Gallery of GWAS input parameters in GAPIT:
Parameter | Default | Option | Description |
---|---|---|---|
GAPIT_kinship_matrix | NULL | User | Kinship matrix |
GAPIT_covariates | NULL | User | Covariate Variables |
GAPIT_hapmap | NULL | User | Genotype data in Hapmap format |
GAPIT_genotype_data_numeric | NULL | User | Genotype data in numeric format |
GAPIT_genotype_map_numeric | NULL | User | Genotype Map file in Hapmap format |
GAPIT_hapmap_file_extension | hmp.txt | User | File extension for Hapmap file |
GAPIT_genotype_data_numeric_file_extension | NULL | User | File extension for genotype data in numeric format |
GAPIT_genotype_map_numeric_file_extension | NULL | User | File extension for genotype data in Hapmap format |
GAPIT_hapmap_filename | NULL | User | File name for genotype data in Hapmap format |
GAPIT_genotype_data_numeric_filename | NULL | User | File name for genotype data in numeric format |
GAPIT_genotype_file_path | ./Demo/ | User | Path to genotype file |
GAPIT_genotype_file_named_sequentially_from | 1 | User | Starting number of sequentially named genotype files |
GAPIT_genotype_file_named_sequentially_to | 10 | User | Ending number of sequentially named genotype files |
GAPIT_model | MLM | GLM MLM MLMM SUPER FarmCPU |
GWAS model |
GAPIT_SNP_MAF | 0.05 | >0 and <1 | Minor allele frequency to filter SNPs |
GAPIT_PCA_total | 0 | >0 | Number of PC’s as covariates |
GAPIT_Model_selection | TRUE | TRUE/FALSE | Forward model selection is done using Bayesian information criterion (BIC) to determine optimal PC/Covariables. |
GAPIT_SNP_test | TRUE | TRUE/FALSE | Perform SNP testing |
GAPIT_file_output | TRUE | TRUE/FALSE | Provides automatic GAPIT output files |
GAPIT_p_value_threshold | NULL | >0 and <1 | P-value threshold used to filter significant SNPs |
GAPIT_p_value_fdr_threshold | 0.05 | >0 and <1 | FDR threshold used to filter significant SNPs |
GAPIT_LD_number | 100000 | >1 | Range (in bp) around significant SNP for LD analysis |
If users are planning to use the extractHaplotype argument which depends on the GAPIT argument, all the fields in this section need to be filled. The reference files used in this section need to be splitted into chunks by chromosome.
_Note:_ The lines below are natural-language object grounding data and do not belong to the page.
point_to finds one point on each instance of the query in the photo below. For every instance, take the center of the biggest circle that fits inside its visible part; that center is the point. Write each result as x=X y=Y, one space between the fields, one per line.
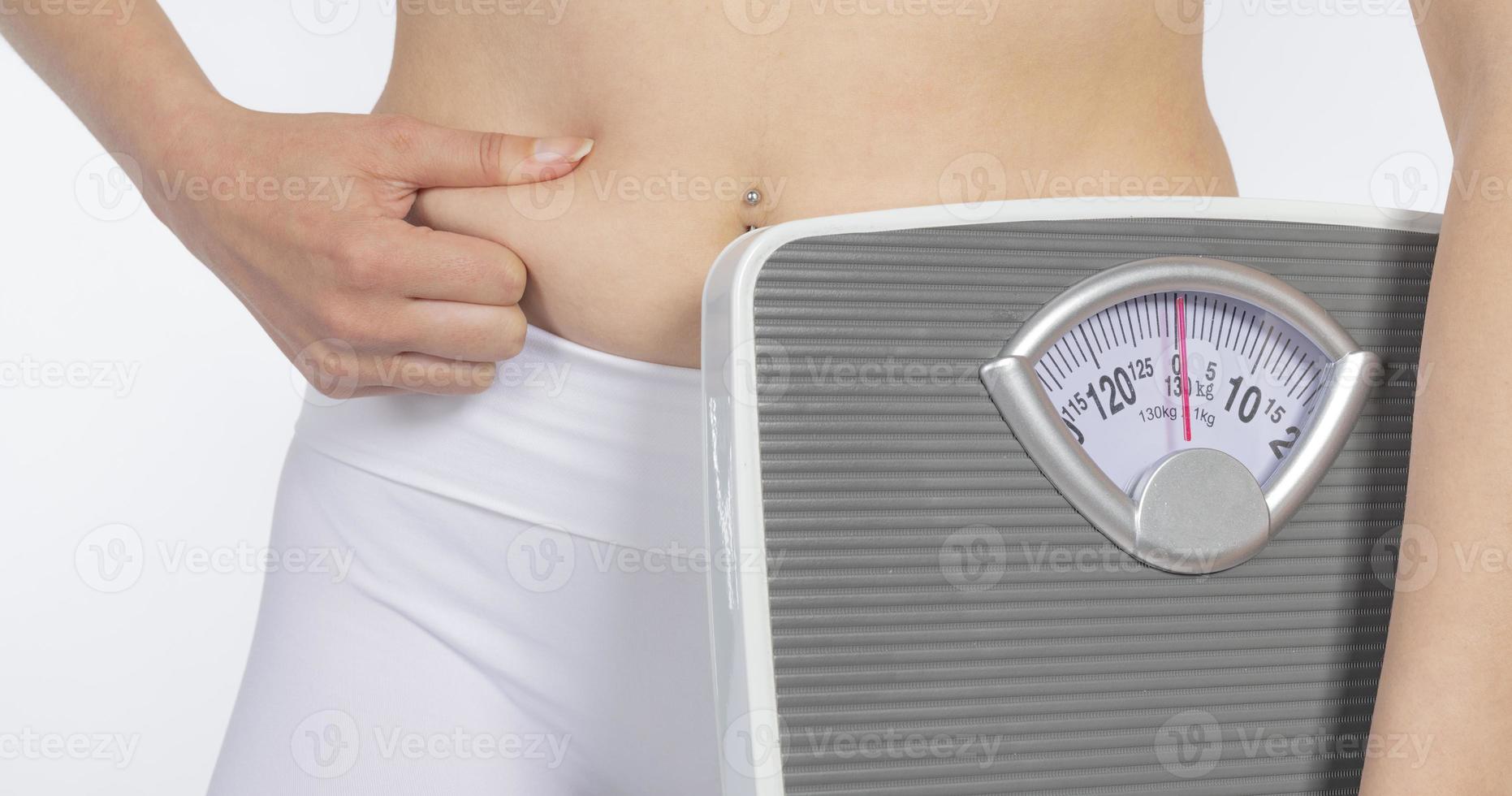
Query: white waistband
x=591 y=443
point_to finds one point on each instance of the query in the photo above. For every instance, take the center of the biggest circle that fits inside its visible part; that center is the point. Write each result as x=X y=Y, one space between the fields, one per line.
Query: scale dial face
x=1171 y=371
x=1184 y=406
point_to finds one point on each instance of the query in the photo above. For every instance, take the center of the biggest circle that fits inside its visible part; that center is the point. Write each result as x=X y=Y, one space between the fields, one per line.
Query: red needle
x=1186 y=383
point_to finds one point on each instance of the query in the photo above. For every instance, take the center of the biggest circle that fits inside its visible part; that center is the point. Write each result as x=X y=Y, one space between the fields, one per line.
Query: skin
x=1446 y=683
x=430 y=271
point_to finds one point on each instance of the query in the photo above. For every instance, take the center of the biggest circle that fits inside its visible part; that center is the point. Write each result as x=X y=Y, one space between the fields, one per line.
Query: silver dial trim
x=1027 y=409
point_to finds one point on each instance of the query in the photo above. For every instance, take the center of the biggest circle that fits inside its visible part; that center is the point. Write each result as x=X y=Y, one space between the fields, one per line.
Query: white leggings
x=489 y=595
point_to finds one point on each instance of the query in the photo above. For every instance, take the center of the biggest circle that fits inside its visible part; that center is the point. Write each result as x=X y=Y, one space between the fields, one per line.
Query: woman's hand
x=303 y=217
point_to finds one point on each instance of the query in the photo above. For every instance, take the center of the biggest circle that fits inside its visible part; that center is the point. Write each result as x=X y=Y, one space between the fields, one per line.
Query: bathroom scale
x=1059 y=497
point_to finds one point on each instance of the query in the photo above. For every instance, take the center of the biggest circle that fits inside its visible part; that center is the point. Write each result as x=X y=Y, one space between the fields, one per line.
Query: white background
x=1317 y=100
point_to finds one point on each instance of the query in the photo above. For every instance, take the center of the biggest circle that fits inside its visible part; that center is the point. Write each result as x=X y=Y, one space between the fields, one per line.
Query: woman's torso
x=823 y=106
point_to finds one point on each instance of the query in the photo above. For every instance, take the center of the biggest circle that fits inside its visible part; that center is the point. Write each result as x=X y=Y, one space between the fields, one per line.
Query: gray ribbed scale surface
x=1082 y=664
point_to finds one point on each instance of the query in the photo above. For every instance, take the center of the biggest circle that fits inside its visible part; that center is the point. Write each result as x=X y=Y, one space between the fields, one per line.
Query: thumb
x=433 y=156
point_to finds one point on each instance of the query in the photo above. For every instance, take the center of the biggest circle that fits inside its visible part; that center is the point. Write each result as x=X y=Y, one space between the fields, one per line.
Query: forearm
x=126 y=75
x=1447 y=680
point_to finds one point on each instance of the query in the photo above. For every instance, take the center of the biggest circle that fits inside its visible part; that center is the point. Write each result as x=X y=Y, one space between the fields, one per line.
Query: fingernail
x=559 y=150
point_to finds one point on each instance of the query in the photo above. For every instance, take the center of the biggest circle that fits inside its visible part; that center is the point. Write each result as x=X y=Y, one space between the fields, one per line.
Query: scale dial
x=1184 y=406
x=1248 y=387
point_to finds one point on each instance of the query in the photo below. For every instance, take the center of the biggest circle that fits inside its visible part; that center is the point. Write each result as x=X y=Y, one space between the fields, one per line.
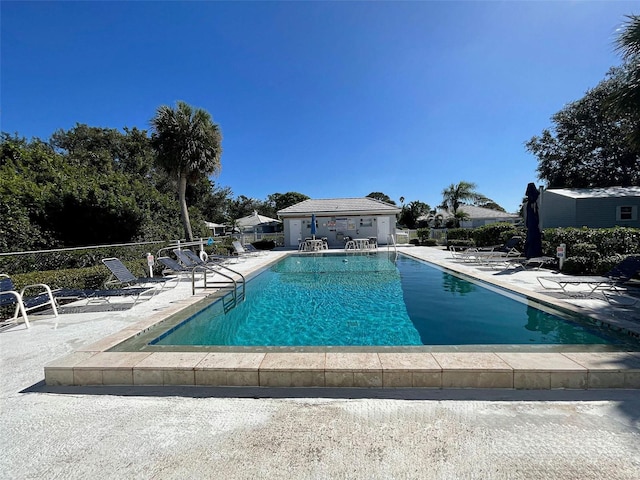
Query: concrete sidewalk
x=243 y=433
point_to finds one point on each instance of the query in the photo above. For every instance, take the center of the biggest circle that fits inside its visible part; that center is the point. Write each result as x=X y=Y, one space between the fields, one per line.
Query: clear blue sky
x=329 y=99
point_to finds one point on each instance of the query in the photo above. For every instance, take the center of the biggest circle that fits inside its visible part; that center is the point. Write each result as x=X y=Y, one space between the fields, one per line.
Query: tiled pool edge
x=516 y=370
x=95 y=365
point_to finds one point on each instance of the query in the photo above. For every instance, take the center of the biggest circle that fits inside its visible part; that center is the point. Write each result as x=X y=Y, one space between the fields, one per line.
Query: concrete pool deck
x=471 y=367
x=177 y=432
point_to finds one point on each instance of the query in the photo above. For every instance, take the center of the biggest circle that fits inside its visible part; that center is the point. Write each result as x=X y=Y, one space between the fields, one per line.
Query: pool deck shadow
x=95 y=366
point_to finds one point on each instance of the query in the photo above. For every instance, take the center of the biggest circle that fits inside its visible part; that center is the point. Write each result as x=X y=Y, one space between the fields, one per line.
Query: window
x=627 y=213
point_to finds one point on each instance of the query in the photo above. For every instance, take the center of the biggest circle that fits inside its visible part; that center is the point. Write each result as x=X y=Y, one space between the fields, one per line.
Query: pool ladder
x=237 y=293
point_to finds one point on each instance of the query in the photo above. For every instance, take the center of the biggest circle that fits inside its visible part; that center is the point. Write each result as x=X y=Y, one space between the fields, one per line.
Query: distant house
x=256 y=223
x=337 y=218
x=590 y=207
x=479 y=216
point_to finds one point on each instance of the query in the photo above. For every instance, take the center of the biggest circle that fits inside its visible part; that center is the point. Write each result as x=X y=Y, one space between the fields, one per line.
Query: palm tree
x=455 y=194
x=188 y=146
x=628 y=41
x=627 y=98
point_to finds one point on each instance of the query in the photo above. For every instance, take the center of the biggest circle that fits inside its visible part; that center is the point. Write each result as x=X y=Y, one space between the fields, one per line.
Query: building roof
x=254 y=219
x=603 y=192
x=339 y=206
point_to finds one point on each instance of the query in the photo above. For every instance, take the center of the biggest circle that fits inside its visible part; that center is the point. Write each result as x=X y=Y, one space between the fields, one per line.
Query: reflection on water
x=456 y=285
x=538 y=321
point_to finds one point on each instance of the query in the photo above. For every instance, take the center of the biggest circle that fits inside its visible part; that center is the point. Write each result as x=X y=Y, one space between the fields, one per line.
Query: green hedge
x=496 y=234
x=608 y=241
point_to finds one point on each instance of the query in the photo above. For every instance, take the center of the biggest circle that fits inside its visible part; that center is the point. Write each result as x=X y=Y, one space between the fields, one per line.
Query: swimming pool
x=368 y=300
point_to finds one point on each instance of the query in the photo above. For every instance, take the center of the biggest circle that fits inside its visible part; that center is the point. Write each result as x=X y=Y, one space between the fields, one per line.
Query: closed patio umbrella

If users are planning to use the searchGenes argument which depends on the GAPIT argument, all the fields in this section need to be filled. The reference files used in this section need to be splitted into chunks by chromosome.
This section holds the output directory where all the output files will go when the tool is running. This section is definitely required to be completed in order for HAPPI GWAS to run.
- Users are recommended to read the user manual before using HAPPI GWAS. The user manual is written in a more detailed form and provides users additional explanation and guidance.
- In the yaml file, it is recommended by the developer of this project to use the absolute path. Using a relative path will work, but is discouraged.